Would anyone be interested in doing a patient collaborative study looking at whole genomes or am I a lone nutter? I have a small list candidate genes/risks that I want to verify prevalence of and also want to see if the algorithms can find other risks. I have also developed algorithms that can look at all copy number variants and structural variants in a genome as well. The algorithm could automatically assess loss of function, missense, CADD scores, Polyphen/SIFT deletriousness scores, etc.
Update rolled out with support for rare and uncommon SNPs that match ref and general fixes of bugs.
Made indel calling a little more liberal with a little magic so if you don't completely match either the ref or alt allele, the indel may show anyway! This increased sensitivity has seemed ok with my testing, but this increased sensitivity can be at the expense of specificity.
This indel algorithm is important, because quite a few Indels can be missed with typical techniques since the alleles can vary and aren't always consistent for the same indel!
If it says it's likely benign, then it's likely benign. However, the submitters that classified it could have been wrong. If there is only 1 submission and no research, you can't know for sure. But if the CADD score is over 20 without 1 submssion and no research, I would treat it as a suspect and bookmark it to see what happens with further research. If it's over 15, it's a potential suspect in my eyes, but variants with a score over 20 usually bear more weight from my observations. But that's not always the case as CADD scores can be off.
Also look at frequency. If it's not very rare, it probably isn't a causative variant. I personally haven't seen a true case of genetic EDS yet in the genomes I've looked at.
Ah, nevermind my previous post. Perhaps my mind is getting too creative. I guess I am just sick of things moving so slow. It's been a decade for me and I feel like I nearly gave up completely not too long ago.
Please don't give up. I'm not techy enough to understand all of what you're doing but it seems like some very good and tremendously important work. Dream big if you can. My faith, family and dreams (that I can't live out right now) are all I have left.
It's been almost 40 years for me and I keep hitting new baseline lows. Just when I think it can't get any worse, it does.
So for yourself and please, for us...Dream Big!!! (just pace yourself a bit so you don't completely wear out.)

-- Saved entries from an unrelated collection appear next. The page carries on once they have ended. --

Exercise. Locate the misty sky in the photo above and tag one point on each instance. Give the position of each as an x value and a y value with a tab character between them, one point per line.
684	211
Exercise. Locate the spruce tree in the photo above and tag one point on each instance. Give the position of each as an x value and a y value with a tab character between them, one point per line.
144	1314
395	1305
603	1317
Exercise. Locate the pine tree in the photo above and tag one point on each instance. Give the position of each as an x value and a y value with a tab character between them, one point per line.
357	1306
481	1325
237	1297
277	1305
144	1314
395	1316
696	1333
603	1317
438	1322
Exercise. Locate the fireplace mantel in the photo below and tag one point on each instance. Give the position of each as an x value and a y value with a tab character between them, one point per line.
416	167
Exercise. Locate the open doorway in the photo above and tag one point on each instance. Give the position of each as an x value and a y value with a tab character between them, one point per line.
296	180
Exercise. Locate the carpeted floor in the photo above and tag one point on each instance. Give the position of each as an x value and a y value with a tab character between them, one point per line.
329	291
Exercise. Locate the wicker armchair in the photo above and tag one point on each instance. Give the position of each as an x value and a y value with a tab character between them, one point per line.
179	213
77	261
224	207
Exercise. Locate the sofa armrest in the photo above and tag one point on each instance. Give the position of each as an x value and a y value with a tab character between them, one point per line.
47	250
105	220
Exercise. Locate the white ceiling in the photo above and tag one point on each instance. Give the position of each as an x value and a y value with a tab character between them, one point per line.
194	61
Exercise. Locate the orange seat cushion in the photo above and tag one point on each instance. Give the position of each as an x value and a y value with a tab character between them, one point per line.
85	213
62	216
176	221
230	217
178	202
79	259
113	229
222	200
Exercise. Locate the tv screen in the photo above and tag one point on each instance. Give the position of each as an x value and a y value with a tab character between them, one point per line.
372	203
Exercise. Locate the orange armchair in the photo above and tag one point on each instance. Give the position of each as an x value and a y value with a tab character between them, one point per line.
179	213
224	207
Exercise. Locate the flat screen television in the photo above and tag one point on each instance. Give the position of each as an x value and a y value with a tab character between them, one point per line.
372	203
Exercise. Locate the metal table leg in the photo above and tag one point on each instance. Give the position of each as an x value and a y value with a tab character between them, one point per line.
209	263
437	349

Even with more recent files, some MT locations were offset by 1 and have have since been corrected. Well worth everyone with 23andMe data downloading a recent file before trying your app. It's from the same sample as before, but just cleaned up data as 23andMe learns more about mistakes in their chips or rsID's change.
HLA is a complex topic, and is a bit over my head, but the short answer is yes.
My app does not calculate HLA types, but they can be calculated from WGS data. There are tools that do this.
edit: I think specifically, you need to FASTQ files to calculate HLA genotype. At this point in time, an application on your local machine is better suited than a web application because of the amount of data.